We know that if we XOR ( A XOR B ) with A, we get B. So let’s say A XOR B is “Dk52m6WZw@s6w0dIZh@2m5a” (the weird text), where B is the flag, and A is 05U. So Cyberchef!
That was easy
Phase 3
Phase 3 has a similar input code. But the while loop this time is totally different. Moreover, 2 more functions are being called in the while loop.
They both have multiple if-else checks and do some operations based on the input. At first glance, it all looks complex and time-taking. So we can try a simpler approach: Brute Force. We know that each character of the flag can be only from a limited set of characters. So we try and put each character in the flag and check if it satisfies the requirements.

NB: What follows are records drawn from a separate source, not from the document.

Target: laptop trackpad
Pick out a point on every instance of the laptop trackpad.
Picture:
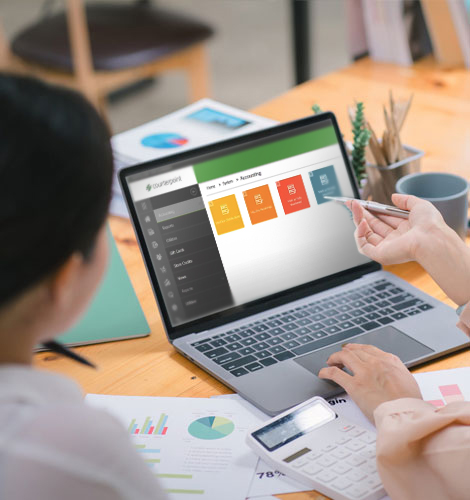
(388, 338)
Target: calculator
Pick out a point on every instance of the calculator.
(314, 445)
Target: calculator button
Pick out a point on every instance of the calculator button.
(356, 491)
(356, 432)
(341, 484)
(326, 461)
(312, 469)
(373, 481)
(341, 468)
(368, 438)
(356, 475)
(355, 460)
(341, 453)
(355, 446)
(369, 453)
(325, 476)
(300, 462)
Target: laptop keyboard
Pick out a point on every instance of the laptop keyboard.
(309, 327)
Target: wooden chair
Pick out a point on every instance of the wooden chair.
(104, 47)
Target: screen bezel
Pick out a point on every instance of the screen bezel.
(280, 298)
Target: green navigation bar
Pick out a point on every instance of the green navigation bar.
(262, 155)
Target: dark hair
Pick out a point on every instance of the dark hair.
(56, 172)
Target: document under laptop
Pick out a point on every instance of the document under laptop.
(257, 275)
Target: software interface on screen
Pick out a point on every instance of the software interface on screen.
(248, 224)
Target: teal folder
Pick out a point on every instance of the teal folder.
(115, 312)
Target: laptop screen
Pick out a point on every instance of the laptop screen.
(241, 224)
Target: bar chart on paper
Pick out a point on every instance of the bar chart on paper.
(195, 447)
(150, 426)
(443, 387)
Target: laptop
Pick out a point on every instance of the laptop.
(257, 276)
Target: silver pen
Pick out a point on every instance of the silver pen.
(373, 206)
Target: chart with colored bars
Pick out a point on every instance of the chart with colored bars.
(148, 426)
(450, 394)
(211, 428)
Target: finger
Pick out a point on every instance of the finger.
(405, 201)
(366, 236)
(358, 212)
(345, 358)
(337, 375)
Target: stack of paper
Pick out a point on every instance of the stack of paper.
(199, 124)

We recreate the func3_1 and func3_2 and do the same operations as in the while loop. If the final string satisfies the comparison in line 21, we have found the flag. We do this check character by character to make it easier. Here’s a python script for it:
s="\"_9~Jb0!=A`G!06qfc8\'_20uf6`2%7"
l=len(s)
flag='ABCDEFGHIJKLMNOPQRSTUVWXYZabcdefghijklmnopqrstuvwxyz0123456789_'
def func31(c):
temp=''
if '@'<c and c<'[':
c=chr(ord(c)-13)
if c<'A':
temp=bytes.fromhex('1a').decode()
else:
temp=bytes.fromhex('00').decode()
c=chr(ord(c)+ord(temp))
if '`'<c and c<'{':
c=chr(ord(c)-13)
if c<'a':
temp=bytes.fromhex('1a').decode()
else:
temp=bytes.fromhex('00').decode()
c=chr(ord(temp)+ord(c))
return c
def func32(c):
temp=''
if ' '<c and c!=bytes.fromhex('7f').decode():
c=chr(ord(c)-47)
if c<'!':
temp='^'
else:
temp=bytes.fromhex('00').decode()
c=chr(ord(c)+ord(temp))
return c
for i in range(l):
for j in flag:
temp=func31(j)
temp=func32(temp)
if temp==s[i]:
print(j,end='')
break
But we are not reversing anything here. The reversing path is a bit complex. And the most important tool would be: ASCII Table: https://asciitable.com
At first, we take a look at the while loop. In simple terms, it iterates over each character of the flag, passes the character to the 2 functions, and the resulting string is then compared with a pre-defined string. func3_1 takes a character and does some if checks on it. Comparing everything with the ASCII table, we get:
If character is upper case:
Subtract 13 from it's ASCII value - 1A.
If the resulting character is less than "A":
Add 26 to it's ASCII value - 2A.
If character is lower case:
Subtract 13 from it's ASCII value - 1a.
If the resulting character is less than "a":
Add 26 to it's ASCII value - 2a.
It’s simple, right? Now let’s reverse it! The minimum and maximum possible character codes which don’t satisfy 2A are 78 and 90. So they will only undergo subtraction of 13 from their ASCII code. In a similar way, I did the rest:
If 65 <= character code <= 77:
Add 13
If 78 <= character code <= 90:
Subtract 13
If 97 <= character code <= 109:
Add 13
If 110 <= character code <= 122:
Subtract 13
For func3_2, here’s my reversal:
Add 0x2F
If character > "^":
Subtract 94
Final code: (I was lazy to open VM and execute python script so I did it in browser using javascript)
let a = "\"_9~Jb0!=A`G!06qfc8\'_20uf6`2%7"
let finalString = '';
a.split('').forEach(string => {
if ( string >= '^') {
string = String.fromCharCode(string.charCodeAt(0)-94)
}
finalString += String.fromCharCode(string.charCodeAt(0) + 0x2f);
})
a = finalString;
finalString = '';
a.split('').forEach(string => {
let b= 0;
if ( string.charCodeAt(0) <= 77 && string.charCodeAt(0) >= 65 ) { b=-13 }
if ( string.charCodeAt(0) <= 90 && string.charCodeAt(0) >= 78 ) { b=13 }
if ( string.charCodeAt(0) <= 109 && string.charCodeAt(0) >= 97 ) { b=-13 }
if ( string.charCodeAt(0) <= 122 && string.charCodeAt(0) >= 110 ) { b=13 }
finalString += String.fromCharCode(string.charCodeAt(0) - b);
})
Running this we get the flag! And that’s it for this writeup… Happy Reversing!